# Seitz blind catch broken



## RichardD (Sep 14, 2009)

It looks like I've lost the little spring in the Seitz blind catch which ensures that the bottom blind clips over the top blind.

I've done a search but can't find any listing for a replacement spring. 

Has anyone carried out the same repair?

Richard


----------



## premiermotorhomes (Feb 13, 2008)

Good morning Richard, 

The spring will not be available as a spare part. The sole UK importer for Seitz spares is leisurespares.co.uk who will be able to assist with your enquiry.

Regards,
Chris


----------



## Pudsey_Bear (Sep 25, 2008)

This might help Richard, click on the drawings to expand them


----------



## RichardD (Sep 14, 2009)

Sent an email to Leisure Spares, but they only list the repair kit on their website which includes a lot of things that I don't need.
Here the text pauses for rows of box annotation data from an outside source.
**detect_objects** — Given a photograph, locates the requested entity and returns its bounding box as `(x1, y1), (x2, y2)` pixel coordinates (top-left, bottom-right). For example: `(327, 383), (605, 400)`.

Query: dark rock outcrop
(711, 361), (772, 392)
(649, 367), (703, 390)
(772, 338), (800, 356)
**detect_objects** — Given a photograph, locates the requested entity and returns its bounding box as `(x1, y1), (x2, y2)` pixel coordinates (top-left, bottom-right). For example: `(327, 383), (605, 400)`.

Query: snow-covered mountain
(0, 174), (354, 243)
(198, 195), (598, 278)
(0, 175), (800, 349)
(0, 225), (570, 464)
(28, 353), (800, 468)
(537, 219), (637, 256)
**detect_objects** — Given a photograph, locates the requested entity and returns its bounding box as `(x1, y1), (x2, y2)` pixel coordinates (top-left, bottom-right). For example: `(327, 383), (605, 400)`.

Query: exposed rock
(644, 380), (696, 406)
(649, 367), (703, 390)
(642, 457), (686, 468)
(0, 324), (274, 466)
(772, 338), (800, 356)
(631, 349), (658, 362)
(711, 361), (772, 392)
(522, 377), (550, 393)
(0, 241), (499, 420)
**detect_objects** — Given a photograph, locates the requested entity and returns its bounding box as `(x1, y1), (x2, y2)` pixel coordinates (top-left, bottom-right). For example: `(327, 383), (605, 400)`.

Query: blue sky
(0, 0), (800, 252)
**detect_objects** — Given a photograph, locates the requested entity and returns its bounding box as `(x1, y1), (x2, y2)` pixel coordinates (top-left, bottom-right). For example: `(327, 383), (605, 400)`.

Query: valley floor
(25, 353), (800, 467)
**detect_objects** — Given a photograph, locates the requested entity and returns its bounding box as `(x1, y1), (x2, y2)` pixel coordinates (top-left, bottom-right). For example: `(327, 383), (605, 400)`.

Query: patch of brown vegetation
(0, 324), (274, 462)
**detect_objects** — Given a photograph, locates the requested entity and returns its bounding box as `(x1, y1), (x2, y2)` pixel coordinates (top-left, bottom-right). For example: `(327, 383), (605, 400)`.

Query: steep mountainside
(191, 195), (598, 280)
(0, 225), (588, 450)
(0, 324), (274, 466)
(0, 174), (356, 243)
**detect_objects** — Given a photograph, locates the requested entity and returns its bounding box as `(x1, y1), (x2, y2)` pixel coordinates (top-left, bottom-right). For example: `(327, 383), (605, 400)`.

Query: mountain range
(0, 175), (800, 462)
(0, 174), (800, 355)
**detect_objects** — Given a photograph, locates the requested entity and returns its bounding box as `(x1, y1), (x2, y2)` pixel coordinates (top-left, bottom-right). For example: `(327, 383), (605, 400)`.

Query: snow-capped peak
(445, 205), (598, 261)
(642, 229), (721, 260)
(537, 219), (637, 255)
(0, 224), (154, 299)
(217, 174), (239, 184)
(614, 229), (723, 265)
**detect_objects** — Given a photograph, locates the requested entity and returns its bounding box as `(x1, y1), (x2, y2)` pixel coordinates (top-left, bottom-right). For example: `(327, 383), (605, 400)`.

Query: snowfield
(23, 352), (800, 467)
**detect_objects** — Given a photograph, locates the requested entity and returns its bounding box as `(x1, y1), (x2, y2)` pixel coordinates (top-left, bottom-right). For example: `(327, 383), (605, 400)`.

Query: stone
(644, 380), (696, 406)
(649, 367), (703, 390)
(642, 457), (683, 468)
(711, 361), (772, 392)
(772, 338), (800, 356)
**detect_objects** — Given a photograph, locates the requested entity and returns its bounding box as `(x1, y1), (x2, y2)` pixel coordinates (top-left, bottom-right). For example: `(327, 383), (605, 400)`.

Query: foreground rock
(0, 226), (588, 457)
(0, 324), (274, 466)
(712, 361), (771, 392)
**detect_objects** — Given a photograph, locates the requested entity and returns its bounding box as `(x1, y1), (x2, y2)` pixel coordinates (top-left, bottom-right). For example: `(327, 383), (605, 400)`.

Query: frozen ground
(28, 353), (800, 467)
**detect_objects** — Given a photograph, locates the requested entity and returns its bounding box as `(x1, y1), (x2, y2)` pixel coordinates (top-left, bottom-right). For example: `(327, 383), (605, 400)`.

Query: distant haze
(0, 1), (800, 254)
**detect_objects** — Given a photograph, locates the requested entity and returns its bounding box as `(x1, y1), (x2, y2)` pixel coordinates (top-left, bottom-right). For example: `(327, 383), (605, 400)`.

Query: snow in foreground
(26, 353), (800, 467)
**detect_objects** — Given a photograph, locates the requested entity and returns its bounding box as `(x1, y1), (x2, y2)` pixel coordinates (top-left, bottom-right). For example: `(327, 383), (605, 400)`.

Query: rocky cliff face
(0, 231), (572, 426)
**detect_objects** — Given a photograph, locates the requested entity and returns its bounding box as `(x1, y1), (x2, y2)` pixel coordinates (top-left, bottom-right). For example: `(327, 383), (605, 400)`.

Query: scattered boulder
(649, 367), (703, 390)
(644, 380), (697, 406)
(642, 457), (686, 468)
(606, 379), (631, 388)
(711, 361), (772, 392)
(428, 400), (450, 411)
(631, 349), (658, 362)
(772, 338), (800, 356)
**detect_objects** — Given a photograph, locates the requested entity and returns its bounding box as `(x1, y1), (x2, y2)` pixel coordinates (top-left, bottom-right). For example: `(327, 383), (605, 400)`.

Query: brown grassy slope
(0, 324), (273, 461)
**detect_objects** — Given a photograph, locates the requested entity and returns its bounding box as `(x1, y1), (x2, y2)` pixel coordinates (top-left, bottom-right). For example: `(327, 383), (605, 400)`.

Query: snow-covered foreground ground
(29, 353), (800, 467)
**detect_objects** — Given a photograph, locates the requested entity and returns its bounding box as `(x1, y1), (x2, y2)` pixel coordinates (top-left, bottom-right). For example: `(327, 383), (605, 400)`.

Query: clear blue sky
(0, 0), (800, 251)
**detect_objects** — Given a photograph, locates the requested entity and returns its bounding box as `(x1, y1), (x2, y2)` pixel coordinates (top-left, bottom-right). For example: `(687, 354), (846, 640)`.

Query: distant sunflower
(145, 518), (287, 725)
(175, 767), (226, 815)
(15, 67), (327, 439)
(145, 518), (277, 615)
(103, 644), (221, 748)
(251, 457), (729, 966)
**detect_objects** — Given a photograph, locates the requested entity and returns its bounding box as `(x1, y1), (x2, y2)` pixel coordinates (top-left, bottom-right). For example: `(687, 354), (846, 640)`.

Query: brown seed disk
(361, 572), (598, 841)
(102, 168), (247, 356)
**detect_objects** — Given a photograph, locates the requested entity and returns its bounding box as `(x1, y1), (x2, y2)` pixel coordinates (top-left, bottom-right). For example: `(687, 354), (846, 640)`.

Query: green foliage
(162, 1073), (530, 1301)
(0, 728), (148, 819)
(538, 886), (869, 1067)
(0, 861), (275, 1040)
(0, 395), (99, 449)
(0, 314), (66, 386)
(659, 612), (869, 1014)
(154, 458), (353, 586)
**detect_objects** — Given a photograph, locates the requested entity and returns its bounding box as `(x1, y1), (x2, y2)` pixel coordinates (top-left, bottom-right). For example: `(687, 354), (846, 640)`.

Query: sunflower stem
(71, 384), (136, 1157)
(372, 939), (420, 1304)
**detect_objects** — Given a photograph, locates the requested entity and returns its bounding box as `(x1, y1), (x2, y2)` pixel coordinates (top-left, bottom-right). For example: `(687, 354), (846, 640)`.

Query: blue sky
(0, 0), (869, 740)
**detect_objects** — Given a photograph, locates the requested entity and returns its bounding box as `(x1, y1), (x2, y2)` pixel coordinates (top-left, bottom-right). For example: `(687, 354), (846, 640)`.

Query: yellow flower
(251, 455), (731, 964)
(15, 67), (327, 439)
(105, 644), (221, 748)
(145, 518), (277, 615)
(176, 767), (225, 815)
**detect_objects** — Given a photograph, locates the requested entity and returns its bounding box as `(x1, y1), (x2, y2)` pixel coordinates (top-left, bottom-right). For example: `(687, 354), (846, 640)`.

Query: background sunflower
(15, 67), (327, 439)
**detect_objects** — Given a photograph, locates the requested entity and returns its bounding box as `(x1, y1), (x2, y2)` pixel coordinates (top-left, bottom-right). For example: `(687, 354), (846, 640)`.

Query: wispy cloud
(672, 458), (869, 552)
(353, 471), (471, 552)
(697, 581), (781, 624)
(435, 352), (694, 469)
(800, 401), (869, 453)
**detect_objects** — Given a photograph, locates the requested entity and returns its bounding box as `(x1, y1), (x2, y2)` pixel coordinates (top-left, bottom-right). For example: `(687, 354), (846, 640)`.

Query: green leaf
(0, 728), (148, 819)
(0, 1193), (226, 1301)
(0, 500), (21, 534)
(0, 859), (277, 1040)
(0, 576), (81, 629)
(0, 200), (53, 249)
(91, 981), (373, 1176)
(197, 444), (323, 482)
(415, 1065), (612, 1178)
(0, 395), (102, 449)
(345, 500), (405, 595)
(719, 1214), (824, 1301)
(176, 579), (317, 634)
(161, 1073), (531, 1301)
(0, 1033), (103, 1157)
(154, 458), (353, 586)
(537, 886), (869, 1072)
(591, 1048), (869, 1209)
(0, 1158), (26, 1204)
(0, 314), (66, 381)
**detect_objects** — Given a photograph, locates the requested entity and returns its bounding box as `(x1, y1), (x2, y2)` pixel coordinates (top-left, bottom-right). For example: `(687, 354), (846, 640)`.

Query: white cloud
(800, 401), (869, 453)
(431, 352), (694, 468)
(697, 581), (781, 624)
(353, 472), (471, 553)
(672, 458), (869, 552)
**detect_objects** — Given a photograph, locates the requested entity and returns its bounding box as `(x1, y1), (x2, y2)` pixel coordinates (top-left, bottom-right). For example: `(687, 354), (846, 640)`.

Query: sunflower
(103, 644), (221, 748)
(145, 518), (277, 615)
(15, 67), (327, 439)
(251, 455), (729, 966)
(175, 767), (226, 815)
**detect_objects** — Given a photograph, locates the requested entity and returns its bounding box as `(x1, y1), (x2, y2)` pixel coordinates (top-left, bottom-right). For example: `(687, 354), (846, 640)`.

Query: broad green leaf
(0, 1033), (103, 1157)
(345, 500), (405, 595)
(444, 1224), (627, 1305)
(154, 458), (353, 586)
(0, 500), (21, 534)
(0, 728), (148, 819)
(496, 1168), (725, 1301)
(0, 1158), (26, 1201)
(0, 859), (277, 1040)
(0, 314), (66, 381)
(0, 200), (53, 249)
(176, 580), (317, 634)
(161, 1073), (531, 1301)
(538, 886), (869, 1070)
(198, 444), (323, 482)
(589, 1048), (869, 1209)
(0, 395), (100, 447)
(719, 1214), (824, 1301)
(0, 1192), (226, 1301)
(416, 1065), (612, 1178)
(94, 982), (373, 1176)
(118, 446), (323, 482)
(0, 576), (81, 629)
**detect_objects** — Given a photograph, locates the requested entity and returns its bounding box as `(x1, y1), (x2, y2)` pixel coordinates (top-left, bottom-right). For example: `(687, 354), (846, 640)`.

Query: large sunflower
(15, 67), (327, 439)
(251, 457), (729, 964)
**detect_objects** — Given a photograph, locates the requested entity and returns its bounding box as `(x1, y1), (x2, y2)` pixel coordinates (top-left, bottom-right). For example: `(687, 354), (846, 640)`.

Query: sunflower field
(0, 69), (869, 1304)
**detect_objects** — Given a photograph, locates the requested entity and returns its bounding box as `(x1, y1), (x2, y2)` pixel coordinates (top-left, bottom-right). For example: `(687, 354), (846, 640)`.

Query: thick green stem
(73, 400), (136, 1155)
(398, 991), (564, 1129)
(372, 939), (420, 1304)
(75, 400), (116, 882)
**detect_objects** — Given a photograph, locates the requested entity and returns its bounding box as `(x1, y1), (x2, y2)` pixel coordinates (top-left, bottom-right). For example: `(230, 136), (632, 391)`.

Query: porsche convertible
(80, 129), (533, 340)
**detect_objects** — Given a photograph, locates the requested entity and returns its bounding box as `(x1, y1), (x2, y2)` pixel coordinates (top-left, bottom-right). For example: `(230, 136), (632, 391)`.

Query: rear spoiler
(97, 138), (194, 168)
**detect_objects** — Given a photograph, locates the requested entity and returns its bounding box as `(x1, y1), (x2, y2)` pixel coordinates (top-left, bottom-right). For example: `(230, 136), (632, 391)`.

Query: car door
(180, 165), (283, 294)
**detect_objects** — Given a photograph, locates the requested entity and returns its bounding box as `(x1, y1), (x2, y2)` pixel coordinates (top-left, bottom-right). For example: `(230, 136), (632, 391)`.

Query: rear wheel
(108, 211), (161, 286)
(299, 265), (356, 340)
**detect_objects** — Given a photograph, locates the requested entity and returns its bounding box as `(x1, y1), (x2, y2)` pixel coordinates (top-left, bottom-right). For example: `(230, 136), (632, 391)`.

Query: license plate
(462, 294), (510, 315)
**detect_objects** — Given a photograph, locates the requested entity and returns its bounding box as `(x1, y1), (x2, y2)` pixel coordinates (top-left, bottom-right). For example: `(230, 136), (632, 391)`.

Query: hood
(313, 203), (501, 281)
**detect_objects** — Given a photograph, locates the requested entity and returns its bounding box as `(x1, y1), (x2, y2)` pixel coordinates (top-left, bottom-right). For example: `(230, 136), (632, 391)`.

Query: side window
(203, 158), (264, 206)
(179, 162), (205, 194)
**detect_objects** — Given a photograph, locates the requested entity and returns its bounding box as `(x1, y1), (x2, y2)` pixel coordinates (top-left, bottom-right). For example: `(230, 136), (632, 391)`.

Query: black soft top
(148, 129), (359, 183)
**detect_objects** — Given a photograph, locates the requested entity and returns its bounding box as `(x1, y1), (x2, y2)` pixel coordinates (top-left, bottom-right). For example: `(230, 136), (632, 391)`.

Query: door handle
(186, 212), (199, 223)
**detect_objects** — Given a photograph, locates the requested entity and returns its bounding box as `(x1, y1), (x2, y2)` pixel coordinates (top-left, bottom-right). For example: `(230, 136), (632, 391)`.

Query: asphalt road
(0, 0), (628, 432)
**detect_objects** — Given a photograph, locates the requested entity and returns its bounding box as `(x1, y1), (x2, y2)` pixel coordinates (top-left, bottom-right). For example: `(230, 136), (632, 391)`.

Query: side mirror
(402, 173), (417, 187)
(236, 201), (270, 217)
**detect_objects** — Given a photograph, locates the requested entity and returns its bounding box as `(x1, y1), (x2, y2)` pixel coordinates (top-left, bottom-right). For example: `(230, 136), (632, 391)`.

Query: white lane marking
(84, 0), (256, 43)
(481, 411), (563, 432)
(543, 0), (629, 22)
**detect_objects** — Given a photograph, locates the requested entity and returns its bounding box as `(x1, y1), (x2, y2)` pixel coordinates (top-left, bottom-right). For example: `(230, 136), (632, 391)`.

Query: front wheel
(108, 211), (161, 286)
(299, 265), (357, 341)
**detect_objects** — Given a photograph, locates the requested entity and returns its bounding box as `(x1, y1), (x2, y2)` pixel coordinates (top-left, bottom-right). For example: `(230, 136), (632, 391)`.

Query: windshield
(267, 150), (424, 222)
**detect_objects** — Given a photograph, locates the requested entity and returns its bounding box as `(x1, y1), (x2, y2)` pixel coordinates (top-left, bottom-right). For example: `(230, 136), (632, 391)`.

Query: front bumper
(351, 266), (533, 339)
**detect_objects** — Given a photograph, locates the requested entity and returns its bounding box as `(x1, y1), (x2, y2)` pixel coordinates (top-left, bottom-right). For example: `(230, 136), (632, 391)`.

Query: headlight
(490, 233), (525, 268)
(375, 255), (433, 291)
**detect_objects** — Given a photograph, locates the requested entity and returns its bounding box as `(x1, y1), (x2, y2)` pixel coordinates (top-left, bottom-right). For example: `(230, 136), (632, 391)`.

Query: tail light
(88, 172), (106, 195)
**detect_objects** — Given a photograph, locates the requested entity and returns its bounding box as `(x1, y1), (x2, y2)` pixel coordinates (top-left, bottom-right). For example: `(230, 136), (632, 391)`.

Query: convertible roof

Do you think that the front part of the catch can just be unclipped as I might be able to make up a suitable to spring to go in behind.

Richard


----------



## premiermotorhomes (Feb 13, 2008)

Good evening RichardD, 

Just as I thought about the spring, although reading my original post not well communicated that it would be part of a kit rather than available singly.

I have never taken one of the handles apart however if it went together than most things can be taken apart again however be careful as breaking the handle would then require the purchase of a repair kit which you are trying to avoid.

Regards
Chris


----------



## Roger7webster (Oct 10, 2006)

I have recently replaced a spring. The catch just pops off with gentle 
leverage using a small screw driver
Whilst I had a replacement spring from an old blind a spring from a ball point pen or similar would work


----------



## Pudsey_Bear (Sep 25, 2008)

Are you meaning the catch at each side or the central squeezed one.

I looked at mine and couldn't see how they come apart.


----------



## Roger7webster (Oct 10, 2006)

This would be the central squeezed one (technical term??)


----------



## Pudsey_Bear (Sep 25, 2008)

:lol: :lol:


----------